В Париже, после переговоров с начальником французского Генштаба генералом Гамеленом, Тухачевский побывал на нескольких дипломатических раутах, встретился с советскими военными атташе. В Париж с ним приехал и В. К. Путна – военный атташе СССР в Великобритании.
Из Москвы в Париж также прибыл командующий Белорусским военным округом И. П. Уборевич. Все встречи проходили под пристальным взором сотрудников НКВД.
Генерал де Гойс, позднее вспоминал:
«Я в течение вечера ощущал за Тухачевским, моим лучшим другом в течение длинных дней плена, стремление к открытости. Несколько раз он пытался поговорить со мной наедине…Однако его охраняли два советских военных, которые его постоянно сопровождали, и все мои попытки остаться с ним с глазу на глаз были без успешными. Даже после кофе, ликера и сигар было невозможно отойти к оконному проему. Один из них всегда был там, перед нами, между нами. Раздраженный, я покинул ресторан раньше положенного »51.
Другие также покинули помещение. Тухачевский предложил прогуляться по Монмартру.
«Мы торопливо спустились по узкой лестнице вниз… и позвали такси, – вспоминал публицист Реми Рур. – Однако нас догнал запыхавшийся военный атташе. Он ни на мгновение не спускал глаз со своего маршала…»52 Кстати, Тухачевский во время поездки во Францию жил не в посольстве СССР и не у советского посла В. П. Потемкина: он остановился у военного атташе СССР во Франции С. И. Венцова–Кранца. И пользовался только его автомобилем. В посольстве присутствовал только на официальных приемах53.

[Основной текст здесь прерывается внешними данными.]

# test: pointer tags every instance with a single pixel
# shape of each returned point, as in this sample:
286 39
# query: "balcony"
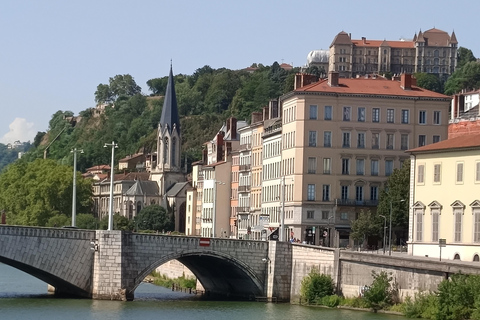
243 188
356 203
244 167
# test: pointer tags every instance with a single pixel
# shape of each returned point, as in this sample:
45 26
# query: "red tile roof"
461 142
379 86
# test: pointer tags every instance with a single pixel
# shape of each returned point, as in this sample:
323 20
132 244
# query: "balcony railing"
356 203
244 167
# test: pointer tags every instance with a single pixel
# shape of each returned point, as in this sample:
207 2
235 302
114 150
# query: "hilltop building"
433 51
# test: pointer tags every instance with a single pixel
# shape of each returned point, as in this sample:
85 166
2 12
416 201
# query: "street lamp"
74 192
384 231
110 209
390 231
214 218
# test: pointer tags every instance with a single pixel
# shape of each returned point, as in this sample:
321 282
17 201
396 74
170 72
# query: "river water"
24 297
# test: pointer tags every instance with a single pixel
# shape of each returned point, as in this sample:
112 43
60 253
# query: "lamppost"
214 218
390 231
110 209
384 231
74 192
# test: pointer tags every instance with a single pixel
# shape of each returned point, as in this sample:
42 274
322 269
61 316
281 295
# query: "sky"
54 54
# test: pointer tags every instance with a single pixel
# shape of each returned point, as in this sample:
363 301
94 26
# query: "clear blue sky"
55 53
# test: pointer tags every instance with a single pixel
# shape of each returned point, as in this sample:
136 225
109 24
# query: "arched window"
165 150
174 151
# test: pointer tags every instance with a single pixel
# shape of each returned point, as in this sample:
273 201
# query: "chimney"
257 116
233 128
333 79
406 81
303 79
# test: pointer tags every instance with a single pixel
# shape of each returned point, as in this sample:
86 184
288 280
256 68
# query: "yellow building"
445 199
341 139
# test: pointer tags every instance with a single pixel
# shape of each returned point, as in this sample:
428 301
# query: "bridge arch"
218 272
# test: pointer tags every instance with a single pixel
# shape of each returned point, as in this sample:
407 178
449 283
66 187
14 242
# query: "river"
24 297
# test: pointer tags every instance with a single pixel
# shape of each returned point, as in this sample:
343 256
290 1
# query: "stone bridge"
111 264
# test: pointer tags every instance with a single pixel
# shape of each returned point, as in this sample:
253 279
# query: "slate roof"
169 118
468 141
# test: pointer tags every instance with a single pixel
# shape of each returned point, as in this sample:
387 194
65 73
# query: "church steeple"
169 119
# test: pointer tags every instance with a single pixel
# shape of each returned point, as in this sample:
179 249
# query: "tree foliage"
33 192
154 217
315 286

(Венцов–Кранц, «не спускавший глаз с маршала», был
арестован —как сообщник Тухачевского. На допросе 18 июня 1937 года – уже после того, как Тухачевский был расстрелян, – Венцов–Кранц «признался» в следующем:
«Вовлечен я в контрреволюционную военную троцкистскую организацию бывшим Зам. Наркома обороны Тухачевским в мартеапреле месяце 1933 года перед своей поездкой на постоянную работу в Париж военным атташе Советского Союза во Франции.

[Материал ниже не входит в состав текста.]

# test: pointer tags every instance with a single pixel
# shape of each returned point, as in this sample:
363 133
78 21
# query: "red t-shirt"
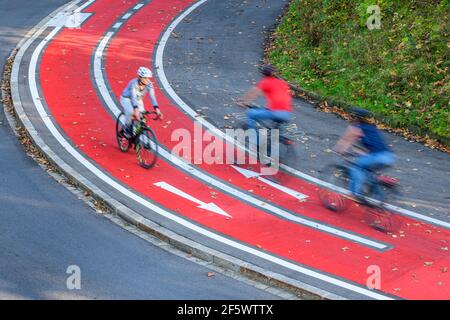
277 92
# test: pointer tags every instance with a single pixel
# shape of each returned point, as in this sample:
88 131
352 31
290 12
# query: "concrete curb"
202 252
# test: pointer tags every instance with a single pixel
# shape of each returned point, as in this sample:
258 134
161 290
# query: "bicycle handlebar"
155 117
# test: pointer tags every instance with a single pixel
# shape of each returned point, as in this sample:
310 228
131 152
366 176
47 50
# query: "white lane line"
51 127
265 206
126 16
252 174
81 8
117 25
217 132
203 205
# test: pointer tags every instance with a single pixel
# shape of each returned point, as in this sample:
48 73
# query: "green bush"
400 71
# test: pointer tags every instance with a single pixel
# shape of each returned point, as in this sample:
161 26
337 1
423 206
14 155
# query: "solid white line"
252 174
207 206
32 82
126 16
215 182
217 132
117 25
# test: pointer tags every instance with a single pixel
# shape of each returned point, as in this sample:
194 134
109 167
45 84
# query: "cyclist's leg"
128 110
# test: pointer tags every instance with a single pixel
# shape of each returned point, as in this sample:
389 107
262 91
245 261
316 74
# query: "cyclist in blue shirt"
378 154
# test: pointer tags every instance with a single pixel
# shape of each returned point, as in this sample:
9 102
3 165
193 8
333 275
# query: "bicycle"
143 139
378 190
287 140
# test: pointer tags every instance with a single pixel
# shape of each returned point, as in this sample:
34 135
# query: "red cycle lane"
80 113
425 242
139 37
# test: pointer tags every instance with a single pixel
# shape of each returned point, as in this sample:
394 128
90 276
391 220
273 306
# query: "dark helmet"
359 113
268 70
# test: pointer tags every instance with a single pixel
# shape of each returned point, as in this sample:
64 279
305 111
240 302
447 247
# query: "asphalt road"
44 228
215 52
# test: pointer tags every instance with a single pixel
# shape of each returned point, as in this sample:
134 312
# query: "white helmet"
144 72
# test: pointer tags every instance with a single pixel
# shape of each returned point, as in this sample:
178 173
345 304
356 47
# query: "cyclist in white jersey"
132 98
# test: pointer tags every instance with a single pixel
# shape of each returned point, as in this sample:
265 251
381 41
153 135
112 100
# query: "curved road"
45 228
263 225
215 51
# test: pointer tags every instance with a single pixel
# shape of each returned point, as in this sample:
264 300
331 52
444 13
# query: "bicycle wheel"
381 219
147 149
332 200
124 143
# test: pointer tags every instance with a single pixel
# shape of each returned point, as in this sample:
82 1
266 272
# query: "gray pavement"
45 228
216 51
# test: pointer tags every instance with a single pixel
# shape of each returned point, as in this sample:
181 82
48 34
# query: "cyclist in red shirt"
278 95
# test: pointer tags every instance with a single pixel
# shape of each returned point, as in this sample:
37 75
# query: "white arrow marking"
207 206
252 174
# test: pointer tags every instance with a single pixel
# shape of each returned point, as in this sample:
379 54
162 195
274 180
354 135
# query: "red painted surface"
70 95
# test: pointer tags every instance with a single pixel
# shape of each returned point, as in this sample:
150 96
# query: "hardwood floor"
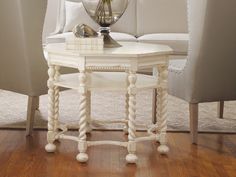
215 156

Получив мое согласие… Тухачевский поставил передо мной, как членом контрреволюционной организации, следующие задачи:
1. Принять все меры к торможению намечавшегося франко–советского сближения…

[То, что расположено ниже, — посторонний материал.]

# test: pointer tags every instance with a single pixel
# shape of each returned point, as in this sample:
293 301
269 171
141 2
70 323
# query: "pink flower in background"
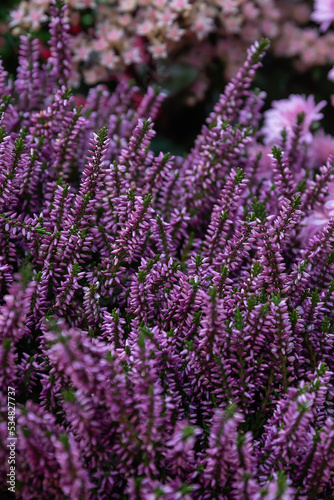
323 13
283 115
320 149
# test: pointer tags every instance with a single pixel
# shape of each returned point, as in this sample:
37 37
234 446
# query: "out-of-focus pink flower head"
283 115
323 13
320 149
318 218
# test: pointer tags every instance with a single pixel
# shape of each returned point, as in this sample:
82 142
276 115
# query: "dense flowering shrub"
167 322
155 38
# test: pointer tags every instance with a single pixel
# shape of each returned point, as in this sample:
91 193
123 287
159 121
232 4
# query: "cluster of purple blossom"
126 35
167 322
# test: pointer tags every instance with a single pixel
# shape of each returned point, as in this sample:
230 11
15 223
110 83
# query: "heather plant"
166 322
158 40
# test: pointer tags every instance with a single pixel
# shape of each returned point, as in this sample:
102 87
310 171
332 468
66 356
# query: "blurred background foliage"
181 120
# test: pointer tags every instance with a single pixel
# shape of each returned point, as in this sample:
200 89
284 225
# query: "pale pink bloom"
270 29
127 5
17 16
175 33
202 26
115 35
233 24
323 13
250 11
230 7
320 149
283 115
166 18
180 5
144 28
132 56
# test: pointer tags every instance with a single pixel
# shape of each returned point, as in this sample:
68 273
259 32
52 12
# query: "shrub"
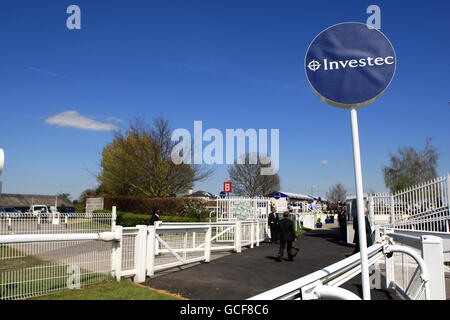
195 209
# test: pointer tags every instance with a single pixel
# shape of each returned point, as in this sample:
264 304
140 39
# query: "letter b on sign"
227 187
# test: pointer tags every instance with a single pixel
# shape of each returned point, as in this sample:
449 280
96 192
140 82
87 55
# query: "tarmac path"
238 276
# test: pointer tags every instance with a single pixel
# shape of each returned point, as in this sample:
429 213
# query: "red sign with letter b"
227 187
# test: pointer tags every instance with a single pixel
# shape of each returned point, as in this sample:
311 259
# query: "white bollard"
433 255
151 239
237 237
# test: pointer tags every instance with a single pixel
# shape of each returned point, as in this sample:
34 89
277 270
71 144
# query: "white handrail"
423 267
330 292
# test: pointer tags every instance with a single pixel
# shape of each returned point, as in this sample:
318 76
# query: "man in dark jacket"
287 236
342 218
273 225
369 240
155 216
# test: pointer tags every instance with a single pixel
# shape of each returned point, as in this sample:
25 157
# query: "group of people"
283 232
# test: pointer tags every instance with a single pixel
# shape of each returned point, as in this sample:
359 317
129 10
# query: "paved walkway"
238 276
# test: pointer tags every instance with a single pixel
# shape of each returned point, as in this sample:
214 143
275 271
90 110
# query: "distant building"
23 202
205 195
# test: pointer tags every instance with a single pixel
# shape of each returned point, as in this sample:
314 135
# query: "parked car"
10 212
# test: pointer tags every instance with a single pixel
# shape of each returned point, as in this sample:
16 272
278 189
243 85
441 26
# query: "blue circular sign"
350 64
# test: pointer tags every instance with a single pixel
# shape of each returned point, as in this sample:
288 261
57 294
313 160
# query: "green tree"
138 163
410 167
247 179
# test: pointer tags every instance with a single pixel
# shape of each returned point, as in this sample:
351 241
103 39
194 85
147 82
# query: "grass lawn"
109 290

2. Он потребовал от меня дачи ему непосредственно, минуя Разведывательное Управление и штаб РККА, информации о военно–политическом положении во Франции, а также и о ходе франко–советских переговоров.
3. Тухачевский предложил установить контакт с Германским военным атташе в Париже и информировать его о ходе советскофранцузских переговоров.
…В конце 1934 года во время моего личного доклада Тухачевскому, последний сообщил, что ряд получаемых от меня материалов переправляются им в германский генеральный штаб… Одновременно он просил меня прозондировать отношение указанных круг к нему лично, как к лицу, возглавляющему… антиправительственное движение в армии….
В феврале 1936 года в Париж приехали Тухачевский и Путна…
Оба возвращались с похорон английского короля, на следующий день прибыл Уборевич… Тухачевский воспользовался своим пребыванием в Лондоне для встречи с германских генералом Рунштедтом… был затронут вопрос о сроках готовности Германии к войне»54.
Венцлов–Кранц был расстрелян в 1937 году.
…Как и 20 лет назад, Тухачевский вновь побывал в музее Родена, так запомнившемся ему в 1917 году. На этот раз маршал посетил и Лувр. В Париже явственно звучала ностальгическая нота: он встретился со своими товарищами по Ингольштадту, устроившими в честь него банкет.
Двадцать товарищей по плену во главе с генералом де Гойсом, почетным президентом Общества друзей форта IX смогли увидеть своего русского приятеля.
«И здесь теперь сидел Михаил, взошедший на вершину военной иерархии, заместитель наркома обороны, за одним столом со своими друзьями из форта 9 Ингольштадта… У него уже не было немного исхудавшего лица матового цвета, волевого и одновременно детского, когда он смеялся, которое, как мы говорили, немного было похожим на Бонапарта во время итальянского похода. Теперь оно стало более полное, более значительное, несколько озабоченное, но и более человечное… Тухачевский долго дискутировал с генералом де Гойсом о прыжках с парашютом, так что на следующий день вся парижская пресса говорила о парашютисте–генерале»55.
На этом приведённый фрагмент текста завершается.